Jan 24 (Reuters) – U.S. oil and gas deal-making declined by 13% last year to $58 billion compared to 2021, according to energy technology firm Enverus, with the volume of activity hitting its lowest level since 2005 as buyers became more choosy about asset purchases.
The decline comes as large companies with strong balance sheets are targeting the best properties in deals valued upwards of a billion dollars, while smaller firms with discounted equity have been unable to find financially attractive assets, Enverus wrote in a note on Tuesday.
Oil companies are also grappling with less productive wells, with some viewing asset purchases as a way to keep oil and gas flowing. Larger companies with better inventories tend to have a premium built into their stock, giving them more buying power, Enverus wrote.
“It’s a market where the rich get richer,” said Andrew Dittmar, a director at Enverus who focuses on mergers and acquisitions.
Publicly traded U.S. shale firm Diamondback Energy (FANG.O) added some 500 drilling locations to its portfolio by spending $3 billion to purchase Lario Oil & Gas and Firebird Energy during the fourth quarter. Both deals were focused on the Midland Basin in Texas.
Diamondback’s added inventory was “more of a luxury than a necessity,” Dittmar said of those deals.
Rival Marathon Oil (MRO.N), which already had about 10 years of drilling locations, added some 550 more when it purchased privately held Ensign Natural Resources in the Eagle Ford for $3 billion in November.

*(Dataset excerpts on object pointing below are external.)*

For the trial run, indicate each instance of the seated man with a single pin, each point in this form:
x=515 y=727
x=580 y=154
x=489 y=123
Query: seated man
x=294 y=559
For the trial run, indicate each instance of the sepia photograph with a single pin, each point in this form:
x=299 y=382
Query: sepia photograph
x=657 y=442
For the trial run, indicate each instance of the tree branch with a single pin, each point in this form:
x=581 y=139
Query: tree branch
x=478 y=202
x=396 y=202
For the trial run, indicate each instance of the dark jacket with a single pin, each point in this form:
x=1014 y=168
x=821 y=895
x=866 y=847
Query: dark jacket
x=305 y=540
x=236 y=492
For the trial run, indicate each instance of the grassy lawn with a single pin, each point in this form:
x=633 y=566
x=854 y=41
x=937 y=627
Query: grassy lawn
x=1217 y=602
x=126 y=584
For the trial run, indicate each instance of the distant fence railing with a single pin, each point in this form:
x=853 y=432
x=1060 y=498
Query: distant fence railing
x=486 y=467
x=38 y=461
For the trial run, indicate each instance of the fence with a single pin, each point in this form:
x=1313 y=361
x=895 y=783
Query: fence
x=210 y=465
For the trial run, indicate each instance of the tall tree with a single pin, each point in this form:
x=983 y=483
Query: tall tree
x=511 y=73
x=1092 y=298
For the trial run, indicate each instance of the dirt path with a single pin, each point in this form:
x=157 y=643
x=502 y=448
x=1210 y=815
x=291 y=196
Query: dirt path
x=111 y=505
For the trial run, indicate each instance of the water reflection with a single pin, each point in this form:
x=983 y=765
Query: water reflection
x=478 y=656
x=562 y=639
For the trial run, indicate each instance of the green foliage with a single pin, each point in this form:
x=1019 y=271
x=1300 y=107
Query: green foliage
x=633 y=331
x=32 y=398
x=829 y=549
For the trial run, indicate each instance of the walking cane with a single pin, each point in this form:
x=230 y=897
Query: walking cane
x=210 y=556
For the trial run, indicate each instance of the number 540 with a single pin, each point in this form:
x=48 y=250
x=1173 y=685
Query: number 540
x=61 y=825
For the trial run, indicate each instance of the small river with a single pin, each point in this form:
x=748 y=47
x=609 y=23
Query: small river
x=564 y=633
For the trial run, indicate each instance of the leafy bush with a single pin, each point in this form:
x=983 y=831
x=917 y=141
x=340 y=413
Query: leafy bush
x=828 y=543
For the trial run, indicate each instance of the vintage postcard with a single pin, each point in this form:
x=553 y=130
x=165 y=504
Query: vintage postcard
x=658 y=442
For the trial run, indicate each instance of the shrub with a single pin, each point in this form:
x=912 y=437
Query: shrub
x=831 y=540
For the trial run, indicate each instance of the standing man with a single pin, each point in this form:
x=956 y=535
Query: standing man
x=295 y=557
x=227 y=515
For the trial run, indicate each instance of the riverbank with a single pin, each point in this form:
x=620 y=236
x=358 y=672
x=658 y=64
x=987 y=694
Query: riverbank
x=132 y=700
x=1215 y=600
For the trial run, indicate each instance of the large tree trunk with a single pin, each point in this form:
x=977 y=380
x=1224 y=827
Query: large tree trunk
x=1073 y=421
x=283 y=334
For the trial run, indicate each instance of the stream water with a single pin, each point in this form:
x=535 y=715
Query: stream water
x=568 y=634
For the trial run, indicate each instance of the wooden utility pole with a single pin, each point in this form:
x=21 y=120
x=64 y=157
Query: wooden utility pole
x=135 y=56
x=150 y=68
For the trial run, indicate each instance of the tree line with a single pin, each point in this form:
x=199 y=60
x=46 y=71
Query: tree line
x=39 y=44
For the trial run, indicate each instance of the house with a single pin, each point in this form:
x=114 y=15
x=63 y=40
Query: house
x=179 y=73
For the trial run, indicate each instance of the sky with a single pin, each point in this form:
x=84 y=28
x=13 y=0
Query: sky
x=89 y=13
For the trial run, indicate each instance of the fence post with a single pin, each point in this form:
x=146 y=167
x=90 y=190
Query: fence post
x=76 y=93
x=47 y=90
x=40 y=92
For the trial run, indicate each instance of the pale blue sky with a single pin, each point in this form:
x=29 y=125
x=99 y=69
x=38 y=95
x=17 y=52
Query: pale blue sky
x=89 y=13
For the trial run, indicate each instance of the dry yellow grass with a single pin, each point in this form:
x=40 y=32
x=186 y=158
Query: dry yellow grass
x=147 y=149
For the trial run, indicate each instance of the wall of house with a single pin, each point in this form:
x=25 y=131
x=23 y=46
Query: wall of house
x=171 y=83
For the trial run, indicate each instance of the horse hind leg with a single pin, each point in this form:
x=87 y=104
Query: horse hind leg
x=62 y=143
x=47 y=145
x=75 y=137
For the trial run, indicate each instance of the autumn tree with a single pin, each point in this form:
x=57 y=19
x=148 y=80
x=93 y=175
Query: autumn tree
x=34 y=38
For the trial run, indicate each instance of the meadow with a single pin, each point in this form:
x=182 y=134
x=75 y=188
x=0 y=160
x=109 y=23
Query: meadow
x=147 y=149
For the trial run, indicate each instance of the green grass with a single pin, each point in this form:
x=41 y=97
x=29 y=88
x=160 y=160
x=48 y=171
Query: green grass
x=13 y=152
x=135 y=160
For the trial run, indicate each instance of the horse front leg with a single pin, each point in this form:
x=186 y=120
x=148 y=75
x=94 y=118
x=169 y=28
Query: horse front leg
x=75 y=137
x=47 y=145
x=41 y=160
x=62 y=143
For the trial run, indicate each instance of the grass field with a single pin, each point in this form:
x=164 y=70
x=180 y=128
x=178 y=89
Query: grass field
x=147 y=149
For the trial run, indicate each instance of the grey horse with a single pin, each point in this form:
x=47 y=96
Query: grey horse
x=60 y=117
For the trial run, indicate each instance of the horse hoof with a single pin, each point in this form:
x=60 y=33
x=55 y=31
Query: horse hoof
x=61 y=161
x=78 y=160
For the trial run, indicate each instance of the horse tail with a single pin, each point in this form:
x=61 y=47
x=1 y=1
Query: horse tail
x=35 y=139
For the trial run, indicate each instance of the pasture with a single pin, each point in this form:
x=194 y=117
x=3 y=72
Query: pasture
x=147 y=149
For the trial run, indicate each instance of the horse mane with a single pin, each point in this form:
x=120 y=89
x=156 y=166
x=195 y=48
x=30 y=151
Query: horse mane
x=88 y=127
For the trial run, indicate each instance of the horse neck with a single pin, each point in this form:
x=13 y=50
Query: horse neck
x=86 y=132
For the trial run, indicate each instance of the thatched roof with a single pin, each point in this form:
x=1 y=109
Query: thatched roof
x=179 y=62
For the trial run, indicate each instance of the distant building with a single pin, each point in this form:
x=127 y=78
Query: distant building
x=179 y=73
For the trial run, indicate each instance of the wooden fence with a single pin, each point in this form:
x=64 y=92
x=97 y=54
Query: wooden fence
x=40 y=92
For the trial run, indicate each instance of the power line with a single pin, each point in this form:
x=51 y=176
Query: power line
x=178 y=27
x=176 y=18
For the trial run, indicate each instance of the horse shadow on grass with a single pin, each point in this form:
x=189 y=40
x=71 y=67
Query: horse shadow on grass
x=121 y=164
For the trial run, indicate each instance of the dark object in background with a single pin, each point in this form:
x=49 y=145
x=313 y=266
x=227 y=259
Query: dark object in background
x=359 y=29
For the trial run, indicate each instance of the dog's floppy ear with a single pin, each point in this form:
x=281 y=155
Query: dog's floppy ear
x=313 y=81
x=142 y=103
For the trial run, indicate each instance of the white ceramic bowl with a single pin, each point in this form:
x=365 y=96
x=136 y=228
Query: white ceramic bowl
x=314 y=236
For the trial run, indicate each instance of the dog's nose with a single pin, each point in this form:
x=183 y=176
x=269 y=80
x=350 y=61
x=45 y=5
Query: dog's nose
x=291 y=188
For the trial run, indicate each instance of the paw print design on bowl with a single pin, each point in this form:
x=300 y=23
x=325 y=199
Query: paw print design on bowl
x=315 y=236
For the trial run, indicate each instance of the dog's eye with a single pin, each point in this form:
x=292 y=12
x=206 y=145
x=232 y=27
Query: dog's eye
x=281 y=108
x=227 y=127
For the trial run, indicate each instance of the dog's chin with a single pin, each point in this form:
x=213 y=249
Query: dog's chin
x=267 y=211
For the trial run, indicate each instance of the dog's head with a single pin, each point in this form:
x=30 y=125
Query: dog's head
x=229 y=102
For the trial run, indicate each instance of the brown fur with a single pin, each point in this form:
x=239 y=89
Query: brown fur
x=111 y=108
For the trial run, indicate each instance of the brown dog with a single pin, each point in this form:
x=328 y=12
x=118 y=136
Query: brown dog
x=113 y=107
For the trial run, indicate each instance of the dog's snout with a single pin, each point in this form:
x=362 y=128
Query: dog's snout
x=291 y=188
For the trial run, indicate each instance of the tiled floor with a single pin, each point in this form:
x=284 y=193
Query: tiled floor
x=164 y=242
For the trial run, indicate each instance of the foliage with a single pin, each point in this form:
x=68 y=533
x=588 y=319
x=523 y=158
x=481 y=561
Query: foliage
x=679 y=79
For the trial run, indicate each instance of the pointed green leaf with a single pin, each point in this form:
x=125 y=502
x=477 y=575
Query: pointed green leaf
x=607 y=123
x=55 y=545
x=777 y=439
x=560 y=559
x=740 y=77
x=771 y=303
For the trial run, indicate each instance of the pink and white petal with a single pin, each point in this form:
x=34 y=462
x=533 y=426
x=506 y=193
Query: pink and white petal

“There are a few options available for small-cap companies struggling to secure inventory in the current market,” Dittmar said, adding that the need to secure inventory will likely support deal-making this year.
He anticipates smaller companies may look to build their inventories piecemeal, creating a higher-volume but lower deal value mergers and acquisitions market, or look at non-core assets larger companies are shedding.